A los que se pregunten – ¿Y no siguieron los consejos de Cesar Millán el encantador de perros? – sin comentarios…
Siguieron los desastres, las quejas de los vecinos, las amenazas con la policía, las escapadas interminables, el adiós a las cosas y ¡la mierda y el meado por todos lados! Era insoportable, insufrible, pero tan bonito. Pobre Ringo.
Era una fría pero soleada mañana de sábado en Febrero. Me despertó con un dulce beso, me acarició la mejilla y me disparó
- Voy a regalar a Ringo, sé que no es feliz todo el día solo, no recibe las atenciones suficiente por nuestra parte y aún esta cachorro. Merece ser feliz y con nosotros no lo es – me dijo con los ojos inundados de lagrimas y tristeza.
- Quizá sea lo mejor, te entiendo y ¡lo siento mucho! – Le abracé muy fuerte porque si lo entendía, yo tuve que tomar una decisión similar y comprendía su dolor, pero esa es otra historia.
Unos días más tarde desarmamos la casita, recogimos sus juguetes y emprendimos el camino a casa de un amigo que quería adoptar a Ringo. Sólo puedo contarles que mientras escribo estas líneas un par de lágrimas resbalan por mi mejilla y mi corazón se pone tan pequeño que apenas puede latir.

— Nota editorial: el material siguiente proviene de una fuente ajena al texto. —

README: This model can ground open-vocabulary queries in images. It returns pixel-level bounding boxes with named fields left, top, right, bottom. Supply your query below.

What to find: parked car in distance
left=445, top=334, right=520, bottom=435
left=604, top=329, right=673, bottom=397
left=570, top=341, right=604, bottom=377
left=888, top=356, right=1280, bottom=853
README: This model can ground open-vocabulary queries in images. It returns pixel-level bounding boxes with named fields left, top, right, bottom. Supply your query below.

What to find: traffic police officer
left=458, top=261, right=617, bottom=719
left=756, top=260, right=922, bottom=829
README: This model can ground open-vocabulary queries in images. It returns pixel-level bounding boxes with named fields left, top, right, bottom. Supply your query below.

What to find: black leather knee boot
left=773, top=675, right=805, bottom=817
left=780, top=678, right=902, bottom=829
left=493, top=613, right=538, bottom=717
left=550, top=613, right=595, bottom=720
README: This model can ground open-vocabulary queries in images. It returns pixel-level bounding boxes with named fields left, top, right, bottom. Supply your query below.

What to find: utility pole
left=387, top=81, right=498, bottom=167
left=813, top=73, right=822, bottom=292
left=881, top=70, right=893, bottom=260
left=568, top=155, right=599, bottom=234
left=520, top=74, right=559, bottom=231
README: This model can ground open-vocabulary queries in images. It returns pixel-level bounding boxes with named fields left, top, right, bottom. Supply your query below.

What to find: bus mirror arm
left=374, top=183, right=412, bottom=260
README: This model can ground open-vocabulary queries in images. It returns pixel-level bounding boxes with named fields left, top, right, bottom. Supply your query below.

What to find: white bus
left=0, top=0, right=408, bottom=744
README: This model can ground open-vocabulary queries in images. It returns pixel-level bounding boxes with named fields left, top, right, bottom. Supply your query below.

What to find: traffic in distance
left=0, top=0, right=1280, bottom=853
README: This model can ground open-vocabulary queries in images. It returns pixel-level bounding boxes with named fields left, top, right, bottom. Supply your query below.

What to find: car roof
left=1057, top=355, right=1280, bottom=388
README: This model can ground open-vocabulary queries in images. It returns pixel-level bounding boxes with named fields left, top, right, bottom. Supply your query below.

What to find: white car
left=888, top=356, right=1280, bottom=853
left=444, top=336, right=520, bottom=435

800 metros de terreno para él (sin llegar a ser suficientes...) y para su nuevo amiguito, un doberman pinscher enano negro llamado Mikos. Entraba y salía como perro por su casa, corría, se comía las gallinas, jugaba, era feliz.
Comprendimos que nuestro dolor era nuestro, era puro egoísmo humano por el fracaso de no poder darle lo que necesitaba por más que lo intentamos hasta el cansancio.
Le queríamos tanto que sólo quisimos que fuera feliz.